Paul se remémora le déroulement du temps et de l'espace de la
période antérieure.
Il était certain que la première voiture n'avait pu le doubler
car il était impossible qu'il ne s'en fût pas aperçu. D'autre
part, aucune sortie n'était intervenue qui eût expliqué
qu'ayant quité l'autoroute derrière lui, le véhicule eût
pu y être re-entré devant, quelques minutes plus tard. Enfin, l'hypothèse
que l'automobile se fût envolée comme une Marie Poppin et qu'elle
eût ressenti le subit caprice de vouloir jouer à saute mouton dans
la circulation, paraissait hautement improbable.
Alors le mystère restait entier.
C'était le second avènement inexplicable de la semaine.
Serait-ce le dernier ?
LE VICOMTE CAZE DE BERZIEUX
Revenu
à la maison, Paul se sentait mal à l'aise.
Il ne trouvait aucune explication à cette histoire de la Bentley.
Nous non plus d'ailleurs.
Cherchait-on à lui nuire ? Voulait-on le provoquer, le déstabiliser
?
Il était souhaitable d'oublier provisoirement l'affaire laquelle n'affectait
en rien le déroulement ordinaire de la vie, et qui, par conséquent,
ne méritait certainement pas qu'on y consacrât du temps, de la
réflexion et de l'humeur.
Paul choisit donc de se changer les idées.
Une bonne manière façon était de se replonger dans la lecture
de son Illustration de 1898.
Toujours assis dans son fauteuil Dubreuil, il choisit cette
fois-ci un article sur la politesse des tribunaux.
Il y était raconté qu'un tribunal
prononçait une condamnation de quinze ans de travaux forcés, à
l'occasion d'un gros cambriolage. Mais voilà que le voleur était
un authentique gentilhomme : le vicomte Caze de Berzieux.
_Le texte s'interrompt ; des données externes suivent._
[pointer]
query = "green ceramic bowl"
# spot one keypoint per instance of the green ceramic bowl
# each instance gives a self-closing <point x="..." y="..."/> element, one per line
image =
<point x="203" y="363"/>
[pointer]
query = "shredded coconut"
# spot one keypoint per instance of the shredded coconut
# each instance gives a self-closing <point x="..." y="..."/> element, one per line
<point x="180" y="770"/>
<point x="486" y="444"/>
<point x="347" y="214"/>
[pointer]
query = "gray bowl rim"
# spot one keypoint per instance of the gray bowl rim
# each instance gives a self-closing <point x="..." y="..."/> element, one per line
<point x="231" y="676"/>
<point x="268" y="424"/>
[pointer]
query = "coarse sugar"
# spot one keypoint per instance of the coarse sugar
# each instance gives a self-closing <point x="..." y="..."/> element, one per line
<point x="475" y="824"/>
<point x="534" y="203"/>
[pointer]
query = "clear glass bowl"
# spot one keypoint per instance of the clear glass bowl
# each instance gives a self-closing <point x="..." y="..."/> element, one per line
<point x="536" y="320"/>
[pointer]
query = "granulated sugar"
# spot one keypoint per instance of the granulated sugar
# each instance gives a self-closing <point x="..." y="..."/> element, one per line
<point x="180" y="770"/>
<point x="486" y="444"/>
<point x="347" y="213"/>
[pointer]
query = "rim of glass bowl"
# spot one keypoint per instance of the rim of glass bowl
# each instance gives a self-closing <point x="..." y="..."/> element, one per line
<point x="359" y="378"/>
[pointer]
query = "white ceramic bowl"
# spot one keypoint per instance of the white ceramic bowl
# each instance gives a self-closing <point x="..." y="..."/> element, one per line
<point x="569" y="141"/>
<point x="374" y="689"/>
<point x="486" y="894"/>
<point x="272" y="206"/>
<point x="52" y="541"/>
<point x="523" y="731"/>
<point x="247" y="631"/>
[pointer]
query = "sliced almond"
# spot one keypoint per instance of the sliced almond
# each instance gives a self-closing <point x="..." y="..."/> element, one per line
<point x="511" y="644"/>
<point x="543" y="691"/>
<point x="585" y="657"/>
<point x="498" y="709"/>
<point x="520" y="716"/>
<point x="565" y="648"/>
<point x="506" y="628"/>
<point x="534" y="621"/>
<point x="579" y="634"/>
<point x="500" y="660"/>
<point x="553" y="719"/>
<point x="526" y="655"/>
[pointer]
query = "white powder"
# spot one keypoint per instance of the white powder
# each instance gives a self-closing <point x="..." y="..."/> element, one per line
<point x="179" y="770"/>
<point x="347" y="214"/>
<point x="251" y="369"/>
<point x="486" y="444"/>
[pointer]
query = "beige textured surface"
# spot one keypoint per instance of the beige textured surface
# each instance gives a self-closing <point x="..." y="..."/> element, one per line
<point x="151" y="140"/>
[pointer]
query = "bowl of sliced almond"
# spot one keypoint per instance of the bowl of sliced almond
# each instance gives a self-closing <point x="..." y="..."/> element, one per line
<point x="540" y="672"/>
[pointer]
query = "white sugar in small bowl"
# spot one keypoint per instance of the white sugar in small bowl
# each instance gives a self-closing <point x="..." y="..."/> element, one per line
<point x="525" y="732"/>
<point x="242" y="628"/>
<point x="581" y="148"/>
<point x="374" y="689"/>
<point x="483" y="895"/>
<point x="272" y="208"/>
Du coup, l'acte judiciaire s'appliquait à obéir aux règles
strictes de l'étiquette et des convenances dans la nomination du prévenu,
et dans la désignation des victimes : Monsieur pour le magistrat Bouchet-Cadard,
Sieur pour Monsieur Petit de Julleville qui n'était que professeur à
la faculté des lettres de Paris, Dame pour Madame Pérénes
qui avait pignon sur rue avenue de Villiers et Femme Dubourg pour cette habitante
du faubourg Saint Denis. Les travaux forcés pour le vicomte, oui, mais
sans enfreindre la politesse.
Paul s'endormit à la fin de la lecture.